New Hampshire’s congressional Democrats voted to kill an anti-BDS bill in the House on Wednesday, part of a pattern of taking positions embraced by anti-Israel and even openly anti-Semitic activists.

The BDS– or Boycott, Divestment, and Sanctions — movement is an effort backed by a coalition of opponents of America’s policy towards Israel and openly anti-Semitic activists designed to pressure public officials and private organizations to stop engaging with the Jewish state. According to the Anti-Defamation League, the BDS movement “rejects Israel’s right to exist as a Jewish state, [and] is the most prominent effort to undermine Israel’s existence.”

Reps. Annie Kuster and Chris Pappas both voted to kill consideration of an anti-BDS bill proposed by New York Republican Lee Zeldin. According to Zeldin, the bill would “prohibit boycotts or requests for boycotts imposed by international governmental organizations against Israel,” like the United Nations Human Rights Council and the European Union. The bill would also “establish Congress’s opposition to the BDS movement.”

“We have witnessed the rise of anti-Semitism and anti-Israel hate throughout the world, in our nation, on college campuses and within the halls of Congress under the guise of the BDS movement, and whether this bigotry is brazen or it’s blatant anti-Semitism deceptively called ‘legitimate’ we must crush it wherever it exists,” Zeldin said.
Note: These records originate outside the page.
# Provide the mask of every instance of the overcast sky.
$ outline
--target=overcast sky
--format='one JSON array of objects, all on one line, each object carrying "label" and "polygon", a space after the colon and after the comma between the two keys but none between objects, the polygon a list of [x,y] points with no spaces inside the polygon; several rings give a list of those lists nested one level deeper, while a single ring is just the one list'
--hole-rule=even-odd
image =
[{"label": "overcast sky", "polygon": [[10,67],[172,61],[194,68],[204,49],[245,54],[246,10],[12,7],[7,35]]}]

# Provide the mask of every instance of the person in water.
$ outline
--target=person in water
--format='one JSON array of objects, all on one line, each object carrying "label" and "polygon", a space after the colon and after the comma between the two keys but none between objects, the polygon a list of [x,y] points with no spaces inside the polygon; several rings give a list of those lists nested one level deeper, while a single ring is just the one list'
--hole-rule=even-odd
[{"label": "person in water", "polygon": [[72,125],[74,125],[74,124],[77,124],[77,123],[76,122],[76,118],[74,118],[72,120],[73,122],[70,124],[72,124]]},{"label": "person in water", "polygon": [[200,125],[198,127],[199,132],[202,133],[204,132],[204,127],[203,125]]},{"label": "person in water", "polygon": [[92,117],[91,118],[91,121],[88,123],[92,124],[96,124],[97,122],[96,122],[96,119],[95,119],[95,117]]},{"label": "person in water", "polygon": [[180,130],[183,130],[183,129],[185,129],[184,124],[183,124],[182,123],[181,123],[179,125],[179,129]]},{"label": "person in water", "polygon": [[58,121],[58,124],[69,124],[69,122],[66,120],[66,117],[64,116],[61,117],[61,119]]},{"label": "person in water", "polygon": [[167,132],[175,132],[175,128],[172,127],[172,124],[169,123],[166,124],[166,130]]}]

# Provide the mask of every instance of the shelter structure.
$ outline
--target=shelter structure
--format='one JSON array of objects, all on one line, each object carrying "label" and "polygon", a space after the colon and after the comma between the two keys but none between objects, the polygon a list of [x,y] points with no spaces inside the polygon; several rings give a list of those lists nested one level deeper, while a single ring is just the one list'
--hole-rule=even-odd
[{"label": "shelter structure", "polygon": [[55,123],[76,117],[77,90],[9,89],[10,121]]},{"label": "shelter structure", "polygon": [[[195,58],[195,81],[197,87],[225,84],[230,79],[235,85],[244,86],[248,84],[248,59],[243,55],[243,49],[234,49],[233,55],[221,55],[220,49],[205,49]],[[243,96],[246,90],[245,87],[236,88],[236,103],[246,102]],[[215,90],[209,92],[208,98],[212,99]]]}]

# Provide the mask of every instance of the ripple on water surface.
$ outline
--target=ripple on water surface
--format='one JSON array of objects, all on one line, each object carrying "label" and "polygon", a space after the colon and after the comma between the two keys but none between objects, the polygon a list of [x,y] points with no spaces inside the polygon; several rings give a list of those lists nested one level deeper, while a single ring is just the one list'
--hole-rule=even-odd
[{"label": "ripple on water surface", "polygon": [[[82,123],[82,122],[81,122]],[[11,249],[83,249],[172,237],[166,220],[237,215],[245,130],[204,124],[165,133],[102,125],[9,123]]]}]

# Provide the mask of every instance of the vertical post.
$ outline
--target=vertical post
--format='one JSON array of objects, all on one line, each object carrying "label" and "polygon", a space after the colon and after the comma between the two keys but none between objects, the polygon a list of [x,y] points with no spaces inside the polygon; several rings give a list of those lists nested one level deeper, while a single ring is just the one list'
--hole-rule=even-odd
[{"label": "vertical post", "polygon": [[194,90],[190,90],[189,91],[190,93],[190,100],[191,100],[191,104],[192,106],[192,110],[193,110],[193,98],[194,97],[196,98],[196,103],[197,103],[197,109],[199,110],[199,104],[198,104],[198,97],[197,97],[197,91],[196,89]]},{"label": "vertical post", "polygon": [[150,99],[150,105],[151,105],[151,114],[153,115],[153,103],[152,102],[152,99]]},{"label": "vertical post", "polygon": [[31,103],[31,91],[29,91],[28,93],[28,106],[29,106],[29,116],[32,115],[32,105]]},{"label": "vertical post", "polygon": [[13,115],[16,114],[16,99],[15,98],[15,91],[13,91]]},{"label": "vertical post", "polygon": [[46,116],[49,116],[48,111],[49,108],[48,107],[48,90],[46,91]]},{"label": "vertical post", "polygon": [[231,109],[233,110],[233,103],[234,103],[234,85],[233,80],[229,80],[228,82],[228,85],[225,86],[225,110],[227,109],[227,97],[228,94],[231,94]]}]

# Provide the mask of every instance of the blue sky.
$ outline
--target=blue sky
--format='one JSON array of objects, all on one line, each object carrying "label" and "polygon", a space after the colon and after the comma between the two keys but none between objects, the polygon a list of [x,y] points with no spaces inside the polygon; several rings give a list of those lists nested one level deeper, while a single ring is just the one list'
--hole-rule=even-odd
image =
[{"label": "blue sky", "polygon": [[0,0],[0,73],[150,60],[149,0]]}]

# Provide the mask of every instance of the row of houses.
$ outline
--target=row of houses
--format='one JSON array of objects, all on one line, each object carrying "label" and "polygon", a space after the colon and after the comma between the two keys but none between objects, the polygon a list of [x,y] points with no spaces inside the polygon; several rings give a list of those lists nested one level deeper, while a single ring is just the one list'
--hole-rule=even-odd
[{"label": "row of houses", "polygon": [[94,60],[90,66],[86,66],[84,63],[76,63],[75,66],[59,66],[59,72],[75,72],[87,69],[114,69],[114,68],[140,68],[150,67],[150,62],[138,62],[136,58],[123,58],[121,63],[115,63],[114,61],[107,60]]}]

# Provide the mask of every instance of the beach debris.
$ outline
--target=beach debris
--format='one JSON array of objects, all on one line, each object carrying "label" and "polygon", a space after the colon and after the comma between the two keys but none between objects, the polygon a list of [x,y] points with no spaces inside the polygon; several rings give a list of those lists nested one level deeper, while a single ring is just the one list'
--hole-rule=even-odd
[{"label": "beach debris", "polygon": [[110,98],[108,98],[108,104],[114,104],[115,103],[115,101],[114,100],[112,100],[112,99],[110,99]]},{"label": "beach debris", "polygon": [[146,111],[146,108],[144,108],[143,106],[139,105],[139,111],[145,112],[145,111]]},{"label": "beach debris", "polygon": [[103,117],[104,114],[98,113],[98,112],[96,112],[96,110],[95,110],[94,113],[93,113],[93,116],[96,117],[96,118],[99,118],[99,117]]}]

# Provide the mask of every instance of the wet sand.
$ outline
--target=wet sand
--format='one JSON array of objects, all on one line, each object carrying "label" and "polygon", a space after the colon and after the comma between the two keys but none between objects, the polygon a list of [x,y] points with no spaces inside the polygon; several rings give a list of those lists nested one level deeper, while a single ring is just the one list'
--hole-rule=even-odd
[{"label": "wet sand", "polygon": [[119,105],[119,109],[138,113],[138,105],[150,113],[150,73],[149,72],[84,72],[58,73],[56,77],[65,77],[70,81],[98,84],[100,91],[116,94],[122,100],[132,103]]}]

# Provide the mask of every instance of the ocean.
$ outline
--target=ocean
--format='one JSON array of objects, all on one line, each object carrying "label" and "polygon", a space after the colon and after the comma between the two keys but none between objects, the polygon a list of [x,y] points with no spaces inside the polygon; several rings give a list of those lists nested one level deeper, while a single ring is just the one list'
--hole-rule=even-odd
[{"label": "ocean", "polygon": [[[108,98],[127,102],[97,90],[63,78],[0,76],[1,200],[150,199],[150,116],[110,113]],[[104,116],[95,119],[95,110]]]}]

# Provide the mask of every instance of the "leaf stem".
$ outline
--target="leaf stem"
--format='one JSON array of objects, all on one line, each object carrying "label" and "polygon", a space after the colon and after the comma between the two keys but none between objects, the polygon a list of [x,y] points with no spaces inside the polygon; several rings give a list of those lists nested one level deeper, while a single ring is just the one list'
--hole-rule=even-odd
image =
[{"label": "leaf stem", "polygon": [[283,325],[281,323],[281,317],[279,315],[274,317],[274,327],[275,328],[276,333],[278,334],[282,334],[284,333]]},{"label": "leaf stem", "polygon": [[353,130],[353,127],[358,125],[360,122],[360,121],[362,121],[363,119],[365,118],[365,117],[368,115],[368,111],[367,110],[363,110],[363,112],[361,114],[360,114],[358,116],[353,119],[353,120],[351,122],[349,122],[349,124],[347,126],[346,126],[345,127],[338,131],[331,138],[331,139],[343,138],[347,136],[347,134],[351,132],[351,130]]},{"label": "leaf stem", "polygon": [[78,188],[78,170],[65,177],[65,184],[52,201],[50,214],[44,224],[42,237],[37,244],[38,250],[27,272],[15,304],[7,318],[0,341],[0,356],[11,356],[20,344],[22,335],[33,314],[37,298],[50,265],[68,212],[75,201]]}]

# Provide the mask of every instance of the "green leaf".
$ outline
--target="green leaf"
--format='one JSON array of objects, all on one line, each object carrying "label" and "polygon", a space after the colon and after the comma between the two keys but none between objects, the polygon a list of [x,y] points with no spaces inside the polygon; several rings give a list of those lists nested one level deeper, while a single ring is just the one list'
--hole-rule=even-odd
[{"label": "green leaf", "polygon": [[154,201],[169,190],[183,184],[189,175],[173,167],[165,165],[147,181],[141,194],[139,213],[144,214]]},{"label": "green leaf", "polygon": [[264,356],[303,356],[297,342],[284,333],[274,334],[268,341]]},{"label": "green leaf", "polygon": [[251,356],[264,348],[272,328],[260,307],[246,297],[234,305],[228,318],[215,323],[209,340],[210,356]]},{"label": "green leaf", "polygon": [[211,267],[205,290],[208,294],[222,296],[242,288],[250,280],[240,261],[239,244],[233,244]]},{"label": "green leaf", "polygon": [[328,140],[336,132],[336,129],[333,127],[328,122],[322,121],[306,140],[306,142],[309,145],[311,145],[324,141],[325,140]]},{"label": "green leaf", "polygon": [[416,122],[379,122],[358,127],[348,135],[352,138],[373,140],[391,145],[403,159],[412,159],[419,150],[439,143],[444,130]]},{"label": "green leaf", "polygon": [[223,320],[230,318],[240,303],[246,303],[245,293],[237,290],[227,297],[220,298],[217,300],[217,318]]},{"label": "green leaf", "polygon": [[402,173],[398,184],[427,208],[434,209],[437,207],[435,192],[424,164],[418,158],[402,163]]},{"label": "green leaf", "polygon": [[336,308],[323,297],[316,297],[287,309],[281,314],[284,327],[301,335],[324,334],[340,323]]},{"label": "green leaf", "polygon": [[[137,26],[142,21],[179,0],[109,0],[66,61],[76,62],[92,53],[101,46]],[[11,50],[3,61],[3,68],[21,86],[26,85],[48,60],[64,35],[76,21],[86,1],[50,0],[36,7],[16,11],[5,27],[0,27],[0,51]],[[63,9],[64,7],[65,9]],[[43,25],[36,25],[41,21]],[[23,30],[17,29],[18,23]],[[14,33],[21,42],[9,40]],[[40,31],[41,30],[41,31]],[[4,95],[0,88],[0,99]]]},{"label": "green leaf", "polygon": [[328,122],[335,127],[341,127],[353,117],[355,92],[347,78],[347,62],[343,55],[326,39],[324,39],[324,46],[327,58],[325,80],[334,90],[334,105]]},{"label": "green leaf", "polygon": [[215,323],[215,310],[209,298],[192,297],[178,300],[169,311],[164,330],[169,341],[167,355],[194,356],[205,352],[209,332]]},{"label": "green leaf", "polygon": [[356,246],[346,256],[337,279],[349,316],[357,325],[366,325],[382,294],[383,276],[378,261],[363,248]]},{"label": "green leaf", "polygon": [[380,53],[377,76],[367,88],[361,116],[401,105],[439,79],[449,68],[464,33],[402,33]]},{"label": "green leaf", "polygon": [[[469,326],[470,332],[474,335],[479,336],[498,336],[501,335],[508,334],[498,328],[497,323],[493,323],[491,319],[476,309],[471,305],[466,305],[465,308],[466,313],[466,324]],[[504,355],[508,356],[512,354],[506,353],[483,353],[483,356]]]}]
Kuster and Pappas apparently did not agree, joining their fellow Democrats in voting to table the measure. Both Democrats refuse to answer questions from NHJournal about their vote on the BDS issue or the presence of anti-Semites like Rep. Ilhan Omar (D-Minn.) at NH Democratic Party events.

Kuster is a close ally of both Omar and Rep. Rashida Tlaib (D-Mich.), two Democrats who have been called out for anti-Semitic statements in the past. When Omar’s references to Jews as “all about the Benjamins” and other bigoted statements inspired a resolution to condemn anti-Semitism, neither NH Democrat would publicly endorse it. Instead, they supported Speaker Nancy Pelosi’s decision to abandon the resolution in favor of a watered-down condemnation of hatred in general — a move condemned by the Simon Wiesenthal Center.

Members of New Hampshire’s Jewish community have expressed disappointment over local Democrats’ refusals to condemn anti-Semitism and instead embrace openly anti-Israel politicians like Omar.

“I sent letters to the senators [Shaheen and Hassan] because I kept receiving solicitations from them,” Rabbi Boaz D. Heilman of Temple B’nai Israel in Laconia, N.H. told NHJournal during the debate over the anti-Semitism resolution. “I expressed my view to them that ‘I don’t hear anything from you. I hear silence from you. I don’t hear any clear and overt protest against anti-Semitism.’

“I did not get any response to that,” Rabbi Heilman said.

And when Omar headlined a New Hampshire Democratic Party campaign event in December, Rep. Judy Aron (R-Sullivan 7), a Jewish member of the New Hampshire House of Representatives, publicly objected. “By bringing noted anti-Semite and opponent of Israel Rep. Ilhan Omar to New Hampshire, Democrats are showing how anti-Israel the modern Democrat base is.”